Articles that discuss the closure or merging of branch libraries occasionally mention that there are silver linings or unexpected benefits to the process. At UT, the closure of the Péridier Library has ultimately been positive for both the Astronomy Department and the UT Libraries. Of course, it’s never a happy occasion to close a library—many faculty and former students from UT shared their happy memories of studying in the Péridier Library during the process—but the benefits far outweigh the drawbacks. The new undergraduate computer lab has been a huge success for the Astronomy Department. It has thirty-seven computers, all of which were specced for running the software undergrad and graduate students would need for the courses and research projects they work on as part of their experience at UT.
In addition, as mentioned before, there was confusion about library support and collection growth for astronomy. There were duplicates (or triplicates) of materials. By absorbing the Péridier Library into the Kuehne Library, we were able to streamline what materials we own and re-introduce the UT Libraries, the Physical & Mathematical Sciences Librarian, and the services we offer to the Astronomy Department.
As far as the library materials are concerned, we completed the transfer and disposition of the materials on schedule in Spring 2018. From a collections standpoint, we now have greater control over the astronomy materials—bringing the Péridier Library into the Kuehne Library meant bringing it into the content management infrastructure of the UT Libraries. All the materials selected for the Kuehne and UT Libraries collections have been moved to their new homes and are now available to all UT students and faculty, as well as to the wider library community through our interlibrary loan agreements.
This also gives us the opportunity to finish adding the remaining items of the Péridier collection to the UT Libraries catalog and making those historical materials available to researchers as well. As mentioned earlier, after the Ransom Center made their selections from the Péridier collection, they sent the remainder to offsite storage. After sitting in storage for over thirty years, those materials were formally transferred to UT Libraries ownership. In Margaret Dominy’s words in 1984, the Péridier Library had “superb coverage of early twentieth century astronomy” and the “collection of data, in the form of published observations, will never become obsolete in astronomy” . Of course, this is a slow process involving several steps—checking for OCLC records, copy cataloging them, and sending the (mostly fragile) materials to our climate-controlled library storage facility. But the process is underway and while it may take a few years to complete due to the cataloging process and priorities at UT, it’s exciting to see these materials become more accessible.

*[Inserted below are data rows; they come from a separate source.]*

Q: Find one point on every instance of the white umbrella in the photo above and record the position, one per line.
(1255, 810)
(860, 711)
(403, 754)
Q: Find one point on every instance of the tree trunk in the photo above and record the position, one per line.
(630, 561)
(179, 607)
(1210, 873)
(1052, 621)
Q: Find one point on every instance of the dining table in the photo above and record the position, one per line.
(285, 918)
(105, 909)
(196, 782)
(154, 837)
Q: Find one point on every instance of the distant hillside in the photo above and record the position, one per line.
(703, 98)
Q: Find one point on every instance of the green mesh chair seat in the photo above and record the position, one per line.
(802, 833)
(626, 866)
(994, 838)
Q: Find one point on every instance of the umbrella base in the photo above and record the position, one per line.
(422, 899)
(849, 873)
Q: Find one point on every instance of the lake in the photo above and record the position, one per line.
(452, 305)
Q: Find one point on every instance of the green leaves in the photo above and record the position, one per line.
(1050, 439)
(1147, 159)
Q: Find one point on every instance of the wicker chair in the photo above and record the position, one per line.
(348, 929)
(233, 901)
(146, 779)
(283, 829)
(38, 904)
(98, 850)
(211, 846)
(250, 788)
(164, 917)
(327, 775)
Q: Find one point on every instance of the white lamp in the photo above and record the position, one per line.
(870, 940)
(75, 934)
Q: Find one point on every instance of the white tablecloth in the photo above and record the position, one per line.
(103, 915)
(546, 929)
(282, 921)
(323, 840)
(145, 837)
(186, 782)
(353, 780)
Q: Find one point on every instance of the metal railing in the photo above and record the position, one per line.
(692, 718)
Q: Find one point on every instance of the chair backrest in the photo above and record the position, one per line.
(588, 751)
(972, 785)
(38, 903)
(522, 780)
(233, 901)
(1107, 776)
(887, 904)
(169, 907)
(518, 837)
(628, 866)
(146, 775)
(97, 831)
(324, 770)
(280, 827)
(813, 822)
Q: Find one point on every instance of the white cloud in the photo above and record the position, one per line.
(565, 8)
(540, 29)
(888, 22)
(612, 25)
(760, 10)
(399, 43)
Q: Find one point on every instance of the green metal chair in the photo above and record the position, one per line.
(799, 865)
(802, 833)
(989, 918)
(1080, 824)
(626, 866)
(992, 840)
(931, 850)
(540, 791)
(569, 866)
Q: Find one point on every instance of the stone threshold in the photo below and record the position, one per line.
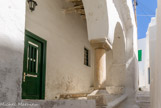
(115, 102)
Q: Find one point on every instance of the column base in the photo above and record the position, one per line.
(102, 97)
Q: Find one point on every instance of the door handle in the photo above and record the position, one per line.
(28, 75)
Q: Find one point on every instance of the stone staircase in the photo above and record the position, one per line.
(143, 99)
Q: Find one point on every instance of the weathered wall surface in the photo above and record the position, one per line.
(12, 21)
(143, 45)
(156, 91)
(66, 36)
(152, 42)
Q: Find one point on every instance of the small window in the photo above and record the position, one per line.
(139, 55)
(86, 57)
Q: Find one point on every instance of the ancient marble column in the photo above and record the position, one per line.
(100, 46)
(100, 68)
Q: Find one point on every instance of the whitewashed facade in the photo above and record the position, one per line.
(109, 33)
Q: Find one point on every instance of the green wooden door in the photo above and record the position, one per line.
(33, 63)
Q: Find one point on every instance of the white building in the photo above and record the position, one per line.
(155, 59)
(143, 58)
(49, 54)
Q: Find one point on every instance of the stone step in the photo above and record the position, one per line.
(73, 96)
(143, 99)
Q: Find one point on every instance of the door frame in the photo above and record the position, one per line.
(44, 46)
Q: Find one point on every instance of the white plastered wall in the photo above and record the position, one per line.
(152, 48)
(143, 44)
(66, 36)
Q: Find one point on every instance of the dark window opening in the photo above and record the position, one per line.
(86, 57)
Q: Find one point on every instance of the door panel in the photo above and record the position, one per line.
(32, 75)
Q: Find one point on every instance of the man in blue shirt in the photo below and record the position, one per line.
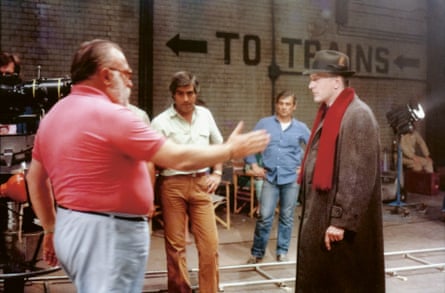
(281, 164)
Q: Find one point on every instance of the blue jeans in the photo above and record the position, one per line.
(286, 194)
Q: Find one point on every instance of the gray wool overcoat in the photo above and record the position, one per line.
(355, 264)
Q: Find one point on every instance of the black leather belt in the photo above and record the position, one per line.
(132, 219)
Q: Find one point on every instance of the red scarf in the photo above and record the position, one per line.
(324, 164)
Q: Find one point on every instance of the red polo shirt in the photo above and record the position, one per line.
(94, 151)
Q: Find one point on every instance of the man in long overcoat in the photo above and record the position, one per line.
(340, 244)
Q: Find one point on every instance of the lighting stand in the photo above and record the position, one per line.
(398, 202)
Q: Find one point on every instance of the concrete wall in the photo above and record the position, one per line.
(243, 52)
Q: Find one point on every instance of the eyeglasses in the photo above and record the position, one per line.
(125, 73)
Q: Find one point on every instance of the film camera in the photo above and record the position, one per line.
(22, 104)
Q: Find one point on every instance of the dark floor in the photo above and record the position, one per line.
(413, 231)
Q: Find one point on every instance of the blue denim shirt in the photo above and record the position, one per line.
(283, 155)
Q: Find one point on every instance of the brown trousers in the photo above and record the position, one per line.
(183, 198)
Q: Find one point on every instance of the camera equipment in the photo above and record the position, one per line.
(19, 101)
(401, 119)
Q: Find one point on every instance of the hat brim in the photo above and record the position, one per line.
(342, 73)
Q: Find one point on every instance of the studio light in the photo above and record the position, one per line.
(401, 118)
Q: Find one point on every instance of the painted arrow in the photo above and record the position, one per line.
(177, 45)
(402, 62)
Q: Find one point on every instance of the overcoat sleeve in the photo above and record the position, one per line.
(357, 163)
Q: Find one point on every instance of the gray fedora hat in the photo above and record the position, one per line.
(330, 61)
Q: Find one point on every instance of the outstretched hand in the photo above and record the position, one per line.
(245, 144)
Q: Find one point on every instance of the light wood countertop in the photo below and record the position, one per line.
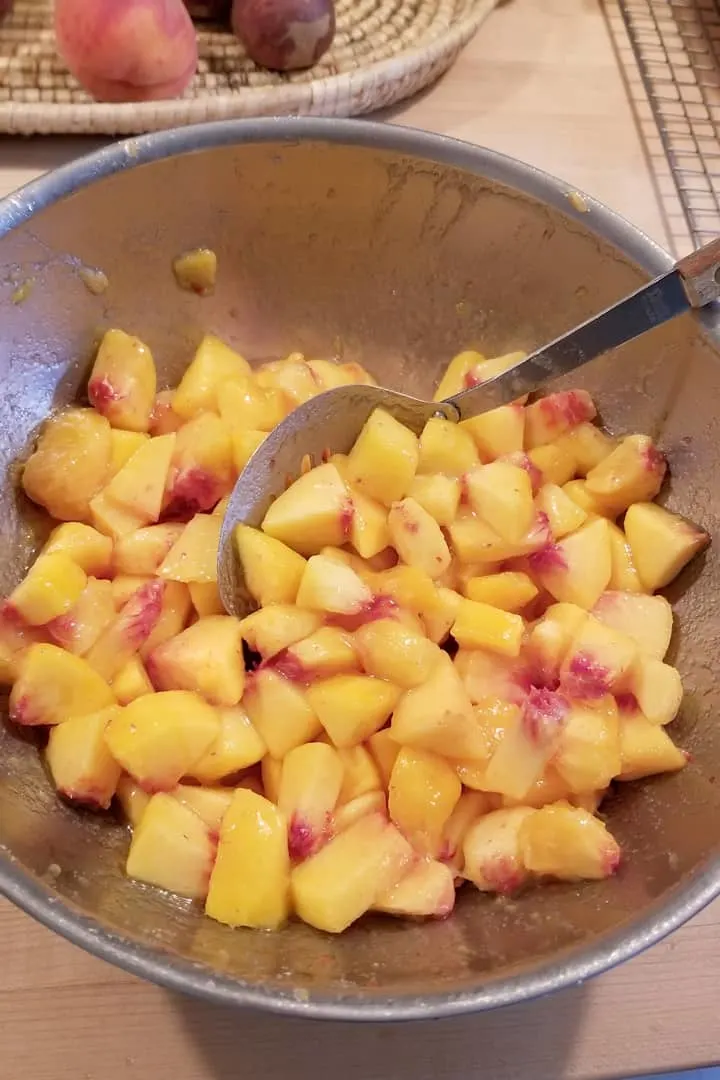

I want to acknowledge and thank the many people who helped make this project a success. First, my predecessors in the Péridier and Kuehne libraries, Elise Nacca, Roxanne Bogucka, and Molly White. Second, Lara Eakins from the UT Astronomy Department, who helped me in innumerable administrative ways and found a new home for the department and observatory archival materials we uncovered. And finally, Stephen Littrell, Britt Wilson, James Galloway, Ann Marchok, David Melanson, David Flaxbart and Colin Marquardt from the UT Libraries, all of whom had a hand in either physically moving materials or digitally “moving” them within our catalog.